Rule Title Pts Severity Targets Source
A1_frontmatter_present YAML frontmatter delimited by --- 4 error all Anthropic
A2_name_format name ≤64 chars, lowercase/digits/hyphens 4 error all Anthropic
A3_name_reserved_words name avoids "anthropic"/"claude" 3 error (claude) / info all Anthropic
A4_description_present description present, ≤1024 chars 4 error all Anthropic
B1_description_what States WHAT (opens with action verb) 6 warning all Anthropic
B2_description_when States WHEN ("use when ...") 6 warning all Anthropic
B3_third_person Written in third person 5 warning all Anthropic
B4_frontloaded_triggers Concrete keywords in first ~60 chars 4 warning codex, universal Codex
B5_boundary_clause Has a "do not use" boundary 4 warning (antigravity) / info antigravity, universal Antigravity
C1_body_length Body ≤500 lines (linear to 0 at 1000) 6 warning all Anthropic
C2_explainer_bloat No definitions of common knowledge 5 warning all Anthropic
C3_excessive_optionality No long "or" chains 4 info all Anthropic
D1_progressive_disclosure Depth split into references/examples 5 info all Anthropic
D2_one_level_links Reference links one level deep 5 warning all Anthropic
D3_reference_toc Long reference files have a TOC 5 info all Anthropic
E1_anti_patterns States anti-patterns explicitly 6 warning all Flutter
E2_workflow_checklist Checklist or numbered workflow 5 warning all Anthropic
E3_feedback_loop Validate → fix → repeat loop 5 warning all Anthropic
E4_code_example At least one fenced code example 4 warning all Anthropic
F1_time_sensitive No date-anchored statements that rot 4 warning all Anthropic
F2_forward_slashes Paths use forward slashes only 3 error all Anthropic
F3_consistent_terminology No synonym mixing (conservative) 3 info all Anthropic
G1_safety_section Scripts/commands need a Safety section −8 error antigravity, universal Antigravity
G2_script_docs Bundled scripts are documented −7 warning all Anthropic

Run skillscore rules for the live table and skillscore explain <rule-id> for any rule's rationale and fix.

Eval harness #

Static linting tells you a skill is well-formed. The eval harness tells you whether queries actually route to it correctly — the thing that matters once a skill is deployed. Three subcommands, one workflow, zero API keys:

# 1. Scaffold 20 queries from the skill's description
skillscore eval init my-skill/

# 2. Review and extend the generated queries
cat my-skill/evals.json

# 3. Run the eval — fully offline, no API key, no cost
skillscore eval run my-skill/

eval init reads the skill's description frontmatter and derives 20 queries — 10 trigger (a request the skill should handle) and 10 non-trigger (a request it should not). Every query is a real English sentence grounded in the skill's trigger and boundary clauses; the file is runnable immediately and easy to extend with project-specific queries.

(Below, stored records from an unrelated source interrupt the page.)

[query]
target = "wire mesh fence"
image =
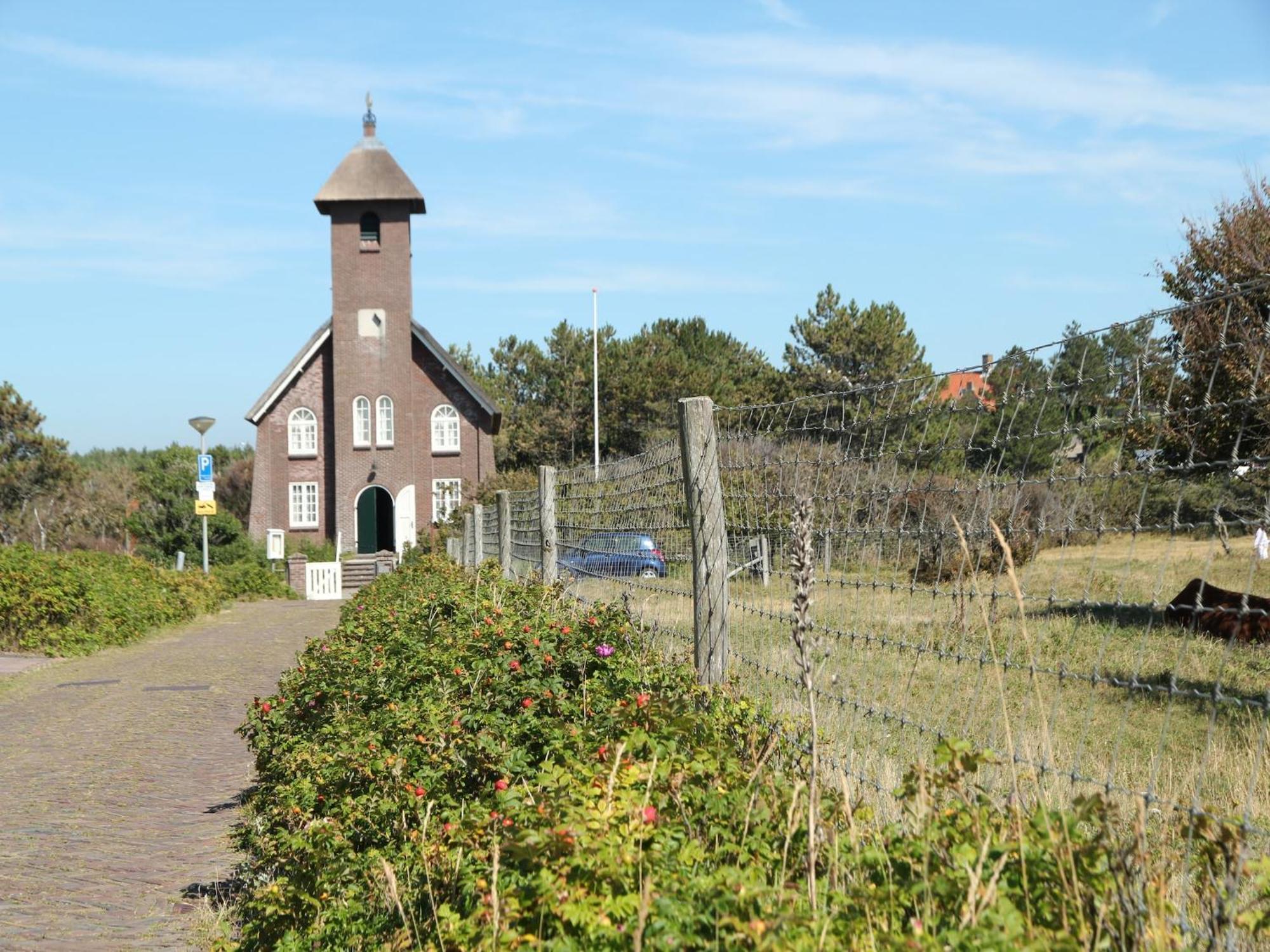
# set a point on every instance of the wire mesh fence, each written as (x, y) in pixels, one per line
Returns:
(623, 535)
(1055, 557)
(526, 532)
(490, 531)
(1061, 568)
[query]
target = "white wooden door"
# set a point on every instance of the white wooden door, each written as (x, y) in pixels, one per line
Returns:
(324, 581)
(406, 525)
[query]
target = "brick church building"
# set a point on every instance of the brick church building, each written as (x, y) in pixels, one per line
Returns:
(373, 431)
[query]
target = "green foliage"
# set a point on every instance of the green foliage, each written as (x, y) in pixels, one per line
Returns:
(78, 602)
(251, 582)
(1222, 345)
(844, 347)
(458, 767)
(164, 522)
(31, 461)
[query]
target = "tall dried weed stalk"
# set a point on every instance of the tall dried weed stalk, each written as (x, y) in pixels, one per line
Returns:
(803, 567)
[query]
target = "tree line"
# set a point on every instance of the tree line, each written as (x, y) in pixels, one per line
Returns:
(1207, 364)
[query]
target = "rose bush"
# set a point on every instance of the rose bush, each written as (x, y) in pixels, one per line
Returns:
(472, 764)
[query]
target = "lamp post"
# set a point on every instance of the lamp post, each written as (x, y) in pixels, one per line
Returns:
(203, 425)
(595, 375)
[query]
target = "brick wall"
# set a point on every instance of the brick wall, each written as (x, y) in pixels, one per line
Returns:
(349, 366)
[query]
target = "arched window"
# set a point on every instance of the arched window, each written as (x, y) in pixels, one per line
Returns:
(303, 432)
(370, 230)
(445, 430)
(384, 422)
(361, 422)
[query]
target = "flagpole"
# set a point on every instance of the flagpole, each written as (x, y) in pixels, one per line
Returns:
(595, 373)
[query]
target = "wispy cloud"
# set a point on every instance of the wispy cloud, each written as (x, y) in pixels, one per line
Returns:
(995, 78)
(309, 86)
(783, 13)
(1161, 11)
(608, 279)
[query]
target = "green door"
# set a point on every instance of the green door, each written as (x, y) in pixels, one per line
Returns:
(368, 524)
(374, 521)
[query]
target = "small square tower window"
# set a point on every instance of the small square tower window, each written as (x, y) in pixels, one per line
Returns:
(370, 323)
(370, 238)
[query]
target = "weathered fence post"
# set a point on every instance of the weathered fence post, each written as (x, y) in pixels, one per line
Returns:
(478, 534)
(505, 531)
(703, 492)
(547, 522)
(297, 565)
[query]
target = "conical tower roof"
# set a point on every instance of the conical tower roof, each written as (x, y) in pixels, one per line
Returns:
(369, 175)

Terminal: skillscore eval init pdf-form-filler/ — Created pdf-form-filler/evals.json, 20 queries scaffolded

eval validate parses evals.json, verifies it contains both trigger and non-trigger queries, and prints a structured summary of the test suite.

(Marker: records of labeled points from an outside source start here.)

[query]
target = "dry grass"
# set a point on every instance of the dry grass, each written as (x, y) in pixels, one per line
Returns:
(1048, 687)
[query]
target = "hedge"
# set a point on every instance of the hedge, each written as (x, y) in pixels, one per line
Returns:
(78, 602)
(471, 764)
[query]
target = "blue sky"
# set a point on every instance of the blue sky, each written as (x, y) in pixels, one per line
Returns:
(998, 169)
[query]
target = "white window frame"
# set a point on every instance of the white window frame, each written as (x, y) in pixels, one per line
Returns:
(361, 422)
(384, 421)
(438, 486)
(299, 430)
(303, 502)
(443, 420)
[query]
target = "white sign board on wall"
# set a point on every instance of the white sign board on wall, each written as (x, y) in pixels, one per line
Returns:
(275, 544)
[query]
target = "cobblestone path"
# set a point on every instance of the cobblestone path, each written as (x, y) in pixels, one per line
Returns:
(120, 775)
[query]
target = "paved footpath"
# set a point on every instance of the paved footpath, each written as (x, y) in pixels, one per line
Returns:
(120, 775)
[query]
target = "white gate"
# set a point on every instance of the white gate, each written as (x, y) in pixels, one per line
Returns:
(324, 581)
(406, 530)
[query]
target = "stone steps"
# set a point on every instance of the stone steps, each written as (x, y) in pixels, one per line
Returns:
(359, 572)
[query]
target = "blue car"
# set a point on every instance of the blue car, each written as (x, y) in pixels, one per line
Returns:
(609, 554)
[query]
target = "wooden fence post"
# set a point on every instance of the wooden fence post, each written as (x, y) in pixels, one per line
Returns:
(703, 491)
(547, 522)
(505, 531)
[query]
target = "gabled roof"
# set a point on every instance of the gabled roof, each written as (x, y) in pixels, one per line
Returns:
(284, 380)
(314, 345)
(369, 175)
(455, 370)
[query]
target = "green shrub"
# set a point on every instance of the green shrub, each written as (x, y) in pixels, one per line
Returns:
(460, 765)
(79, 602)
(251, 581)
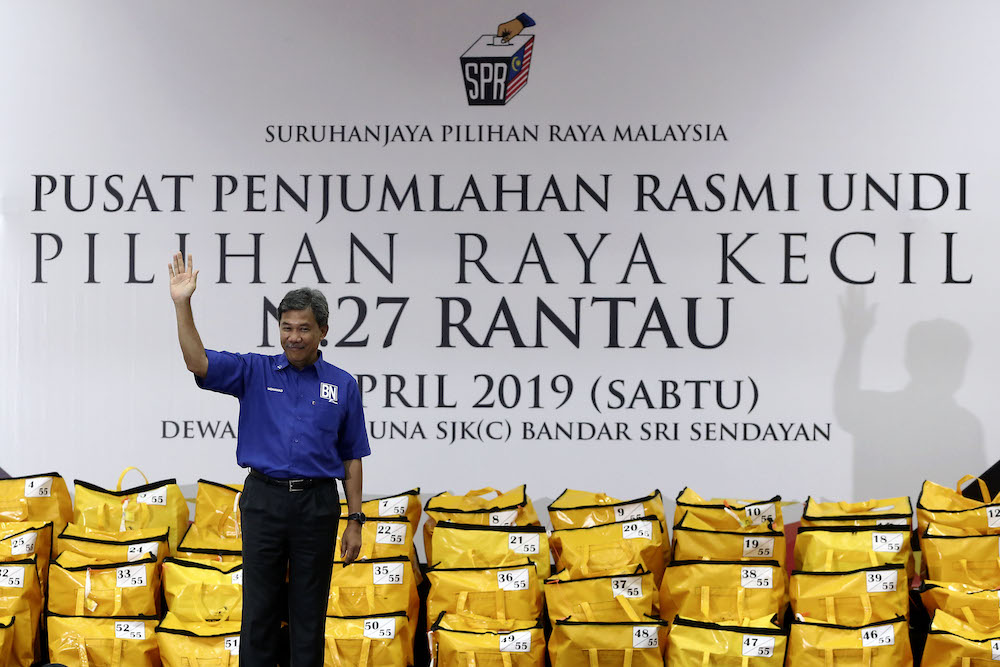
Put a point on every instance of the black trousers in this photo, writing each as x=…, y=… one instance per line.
x=291, y=532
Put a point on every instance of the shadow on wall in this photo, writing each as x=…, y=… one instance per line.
x=918, y=432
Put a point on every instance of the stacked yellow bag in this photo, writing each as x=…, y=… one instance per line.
x=377, y=640
x=152, y=505
x=21, y=597
x=813, y=644
x=193, y=644
x=757, y=643
x=371, y=587
x=36, y=498
x=461, y=640
x=503, y=593
x=116, y=642
x=640, y=643
x=512, y=508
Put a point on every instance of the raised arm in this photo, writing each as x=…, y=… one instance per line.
x=183, y=281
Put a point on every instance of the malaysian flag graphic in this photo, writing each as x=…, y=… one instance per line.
x=520, y=64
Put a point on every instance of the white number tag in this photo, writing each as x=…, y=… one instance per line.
x=629, y=512
x=627, y=587
x=634, y=530
x=140, y=551
x=523, y=543
x=890, y=542
x=760, y=514
x=380, y=628
x=883, y=635
x=23, y=544
x=513, y=580
x=516, y=642
x=390, y=533
x=881, y=581
x=393, y=506
x=758, y=547
x=131, y=576
x=756, y=577
x=503, y=518
x=130, y=630
x=387, y=573
x=755, y=646
x=38, y=487
x=155, y=497
x=645, y=636
x=12, y=576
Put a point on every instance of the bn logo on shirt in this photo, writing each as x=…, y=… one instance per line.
x=328, y=392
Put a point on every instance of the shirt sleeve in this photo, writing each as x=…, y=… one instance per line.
x=352, y=441
x=227, y=373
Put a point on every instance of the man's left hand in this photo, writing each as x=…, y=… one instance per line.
x=350, y=543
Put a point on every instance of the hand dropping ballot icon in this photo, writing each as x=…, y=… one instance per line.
x=495, y=67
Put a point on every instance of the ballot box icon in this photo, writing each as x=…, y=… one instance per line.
x=495, y=71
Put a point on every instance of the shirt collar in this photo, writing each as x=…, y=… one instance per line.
x=281, y=361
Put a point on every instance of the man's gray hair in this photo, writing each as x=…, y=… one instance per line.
x=306, y=297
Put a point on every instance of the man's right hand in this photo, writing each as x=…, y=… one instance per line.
x=183, y=279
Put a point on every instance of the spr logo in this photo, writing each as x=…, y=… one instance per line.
x=495, y=68
x=328, y=392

Terminal: skillscore eval validate pdf-form-filler/ — shows skill name, 10 trigger + 10 non-trigger, runs/query, threshold, 60 total checks

eval run executes 20 queries × 3 runs = 60 checks locally, streams live progress, then prints a per-query PASS/FAIL table. A trigger query passes when the heuristic scores it as triggered in at least 50% of runs; a non-trigger query passes when it stays below that threshold. FAILs on non-trigger queries show exactly which phrasings over-reach the skill's intended scope — and which boundary clause to tighten.

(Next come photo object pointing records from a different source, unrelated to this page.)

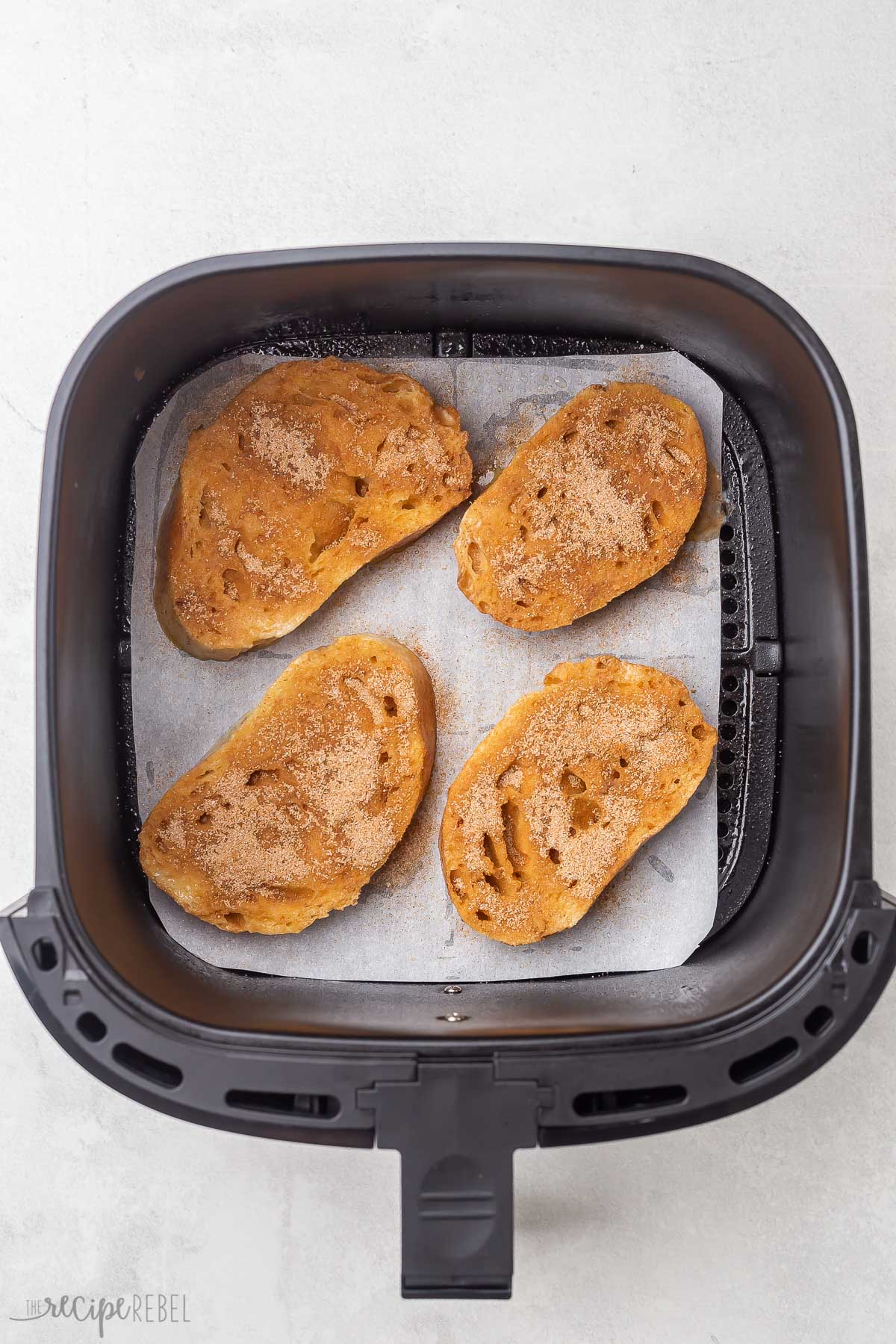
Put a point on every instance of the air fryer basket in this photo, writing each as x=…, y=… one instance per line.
x=457, y=1077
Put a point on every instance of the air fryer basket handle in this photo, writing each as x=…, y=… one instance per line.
x=457, y=1128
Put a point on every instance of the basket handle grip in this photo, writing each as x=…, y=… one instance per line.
x=457, y=1128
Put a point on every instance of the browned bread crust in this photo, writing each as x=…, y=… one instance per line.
x=305, y=799
x=591, y=505
x=563, y=791
x=314, y=470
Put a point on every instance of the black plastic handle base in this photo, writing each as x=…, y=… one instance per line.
x=457, y=1128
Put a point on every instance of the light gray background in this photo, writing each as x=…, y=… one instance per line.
x=140, y=134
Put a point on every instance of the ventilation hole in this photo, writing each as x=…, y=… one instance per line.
x=314, y=1105
x=864, y=948
x=92, y=1028
x=763, y=1061
x=45, y=954
x=147, y=1066
x=629, y=1098
x=818, y=1021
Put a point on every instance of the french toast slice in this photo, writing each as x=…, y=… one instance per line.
x=563, y=791
x=307, y=797
x=597, y=502
x=312, y=470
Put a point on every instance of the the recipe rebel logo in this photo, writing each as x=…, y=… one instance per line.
x=140, y=1308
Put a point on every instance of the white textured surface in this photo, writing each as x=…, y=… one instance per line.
x=139, y=136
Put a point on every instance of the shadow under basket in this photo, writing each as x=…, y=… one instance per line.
x=457, y=1077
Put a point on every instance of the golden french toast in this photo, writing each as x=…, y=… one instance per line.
x=316, y=468
x=598, y=500
x=563, y=791
x=292, y=813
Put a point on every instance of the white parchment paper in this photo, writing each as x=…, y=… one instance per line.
x=405, y=927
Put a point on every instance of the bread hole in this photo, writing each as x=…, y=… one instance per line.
x=511, y=826
x=230, y=579
x=331, y=527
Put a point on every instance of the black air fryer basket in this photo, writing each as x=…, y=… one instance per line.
x=457, y=1077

Terminal: skillscore eval run pdf-form-filler/ — live progress, then per-query PASS/FAIL table, 20 passed 0 failed

--format json on eval run emits a machine-readable result for dashboards and CI pipelines. The runs_per_query and trigger_threshold fields in evals.json can be tuned per-project.

How the scoring algorithm works #

eval run uses a local heuristic — no model call, no network, no API key. It scores each query by matching content words against three semantic regions extracted from the skill's description field:

Region Source Role
Trigger terms "Use when …" clause, scaffold words stripped What the skill is activated by
Boundary terms "Do not use …" clause What the skill explicitly excludes
What terms First sentence of the description The skill's primary capability

All text is lowercased, split on non-alphanumeric characters, stop-word filtered (the, a, use, when, user, asks, …), and suffix-stemmed (-ing, -tion, -ed, -es, -s) before any comparison.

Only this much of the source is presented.